Fotografie di Alessandro Gaja
Milano, Italia.
Dal 22 Marzo e dal nono piano osservo ipnotizzato le piccole e sparute figure umane dei miei vicini, con i propri riti quotidiani, strappati tenacemente all’isolamento di una distanza sociale tanto necessaria quanto innaturale.
Ho bisogno di avvicinarmi, non mi interessa il rapporto con il vuoto dello spazio circostante, voglio isolare e concentrarmi su una condizione umana che isolata lo è già.
Accosto il mio iPhone ad un piccolo binocolo residuo di chissà quale viaggio: una sorta di microscopio, ho trovato il mezzo.

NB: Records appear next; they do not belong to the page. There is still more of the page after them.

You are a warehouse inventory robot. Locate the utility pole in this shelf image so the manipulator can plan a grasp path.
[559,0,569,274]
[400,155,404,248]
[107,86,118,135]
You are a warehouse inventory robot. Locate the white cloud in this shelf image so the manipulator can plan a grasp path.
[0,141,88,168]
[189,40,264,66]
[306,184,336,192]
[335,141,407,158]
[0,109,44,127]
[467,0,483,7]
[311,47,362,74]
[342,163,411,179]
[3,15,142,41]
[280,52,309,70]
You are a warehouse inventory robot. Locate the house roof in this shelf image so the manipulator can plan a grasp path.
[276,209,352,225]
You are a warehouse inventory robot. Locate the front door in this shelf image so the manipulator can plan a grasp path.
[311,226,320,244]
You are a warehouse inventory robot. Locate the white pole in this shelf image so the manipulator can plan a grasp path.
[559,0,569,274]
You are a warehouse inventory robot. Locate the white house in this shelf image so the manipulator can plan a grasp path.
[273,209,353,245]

Ne vengono fuori inquadrature costrette, incerte, sfocate che rappresentano esattamente il mio stato d’animo e cristallizzano esteticamente la condizione di straniamento dei personaggi di questa strana condizione imposta.
La distanza fisica si sublima nella contrazione temporale e spaziale di istanti tanto normali nella propria quotidianità quanto eccezionali nel proprio significato.
Istanti che colmano con una propria forza e dignità la distanza tra un prima ed un dopo.
Forse non andrà proprio tutto bene, ma passerà.